Na base do morro havia uma comunidade, algo que alguns já chamavam de favela. O fim da escravidão havia acontecido há pouquíssimo tempo, cerca de dezoito anos apenas, e a população escravizada não recebeu quaisquer benefícios da Coroa e agora também não recebia quaisquer benefícios da República, os negros foram todos empurrados para As margens da cidade e acabaram se estabelecendo nos morros.

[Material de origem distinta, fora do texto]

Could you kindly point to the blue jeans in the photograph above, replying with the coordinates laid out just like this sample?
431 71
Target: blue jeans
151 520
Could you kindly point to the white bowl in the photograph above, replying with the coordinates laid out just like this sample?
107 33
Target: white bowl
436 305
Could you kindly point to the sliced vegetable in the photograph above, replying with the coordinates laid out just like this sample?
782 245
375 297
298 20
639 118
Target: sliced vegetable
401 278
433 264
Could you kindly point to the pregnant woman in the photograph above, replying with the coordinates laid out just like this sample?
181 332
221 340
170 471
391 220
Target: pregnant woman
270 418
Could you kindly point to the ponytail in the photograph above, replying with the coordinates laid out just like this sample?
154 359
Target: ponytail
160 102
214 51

O nome veio da cidade de canudos na Bahia, palco daquela terrível guerra poucos anos antes, situava-se também entre morros sendo o principal dele não o da morro da Favela, pois foi assim que o povo passou a chamar todas as construções dos negros também, chamavam de favelados para equipará-los a derrotados, tal qual os de Canudos. 

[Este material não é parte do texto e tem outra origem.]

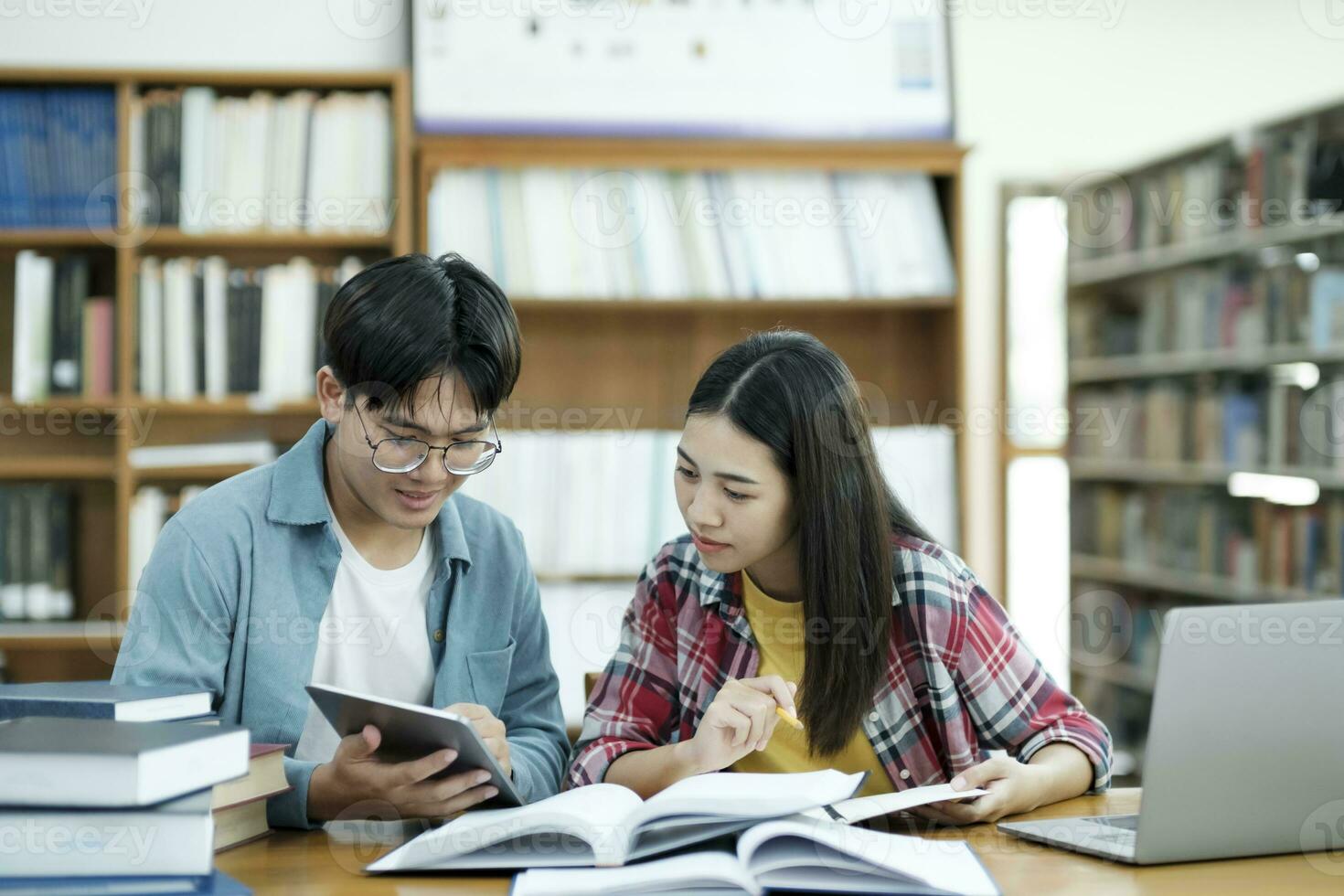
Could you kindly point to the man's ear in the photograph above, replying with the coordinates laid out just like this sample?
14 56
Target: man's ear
331 395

Todas as construções eram de madeira, não se encontrava alvenaria em parte alguma, algumas parecia verdadeiras cabanas ou ocas indígenas de tão precárias, já outras eram bem organizadinhas, mas de alvenaria mesmo somente o casarão no topo do morro que havia sido comprado pela Mãe de Santo e que servia como terreiro de Dama da noite, já ali embaixo tijolo não existia, era tábua para tudo quanto é lado.

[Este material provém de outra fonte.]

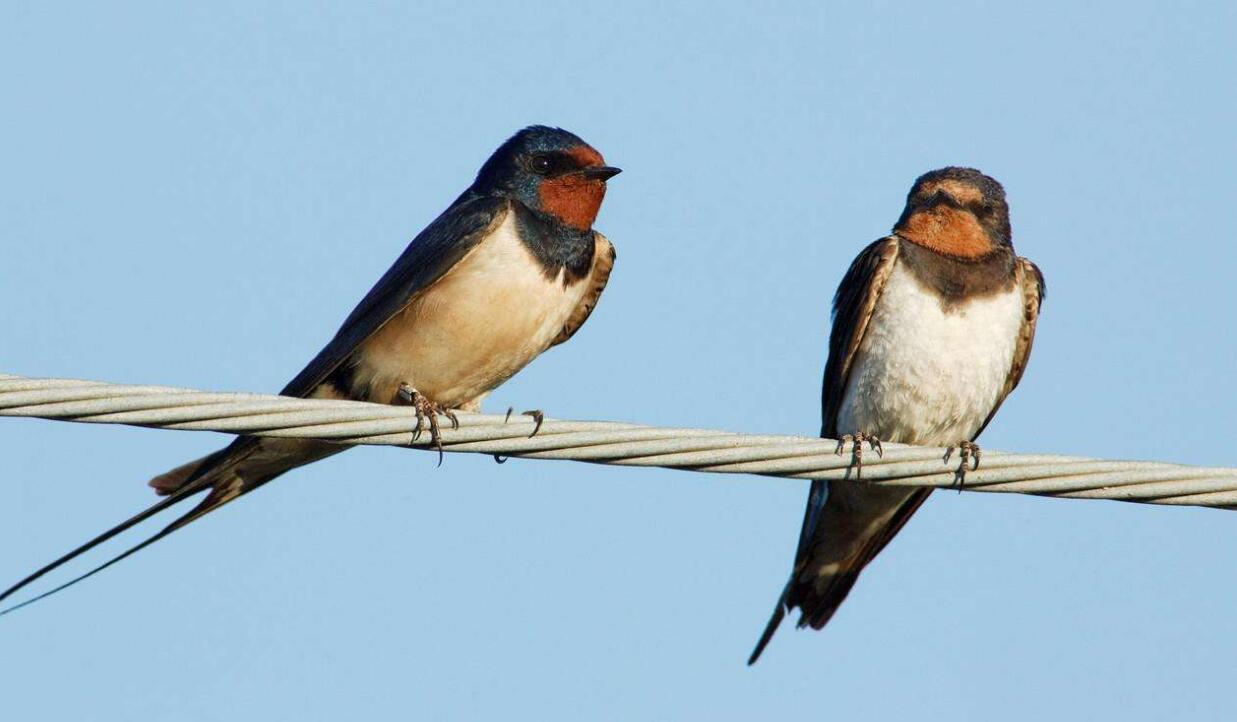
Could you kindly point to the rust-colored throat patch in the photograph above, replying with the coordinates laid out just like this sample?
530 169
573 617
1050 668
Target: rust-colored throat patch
946 230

Mulambo caminhava a esmo entre as vielas escuras, quando viva ela sempre gostou de caminhar para desanuviar a mente. Mulambo estava totalmente perdido em seus pensamentos, não entendia por que havia acordado na morte, sabia muito bem de todas as explicações que todas haviam lhe dado sobre o Espírito das bruxas permanecer preso na terra, mas ainda assim não entendia o motivo, ela ainda era Maria Mulambo, durante toda a vida foi infeliz e agora na morte continuava sendo.


— É perigoso uma moça andar sozinha essa hora da noite.


Mulambo se virou e viu encostado em um dos barracos aquele homem tão belo, era Meia Noite, galante como sempre, vinha com sua camisa de seda com os botões abertos mostrando uma pele muito pálida no peito, a barba cerrada e os cabelos bagunçados propositalmente para aparecer ainda mais charmoso, calça de brim sapato de salto carrapeta, olhou para Mulambo com aqueles olhos apertados de quem quer seduzir e abriu um sorriso torto.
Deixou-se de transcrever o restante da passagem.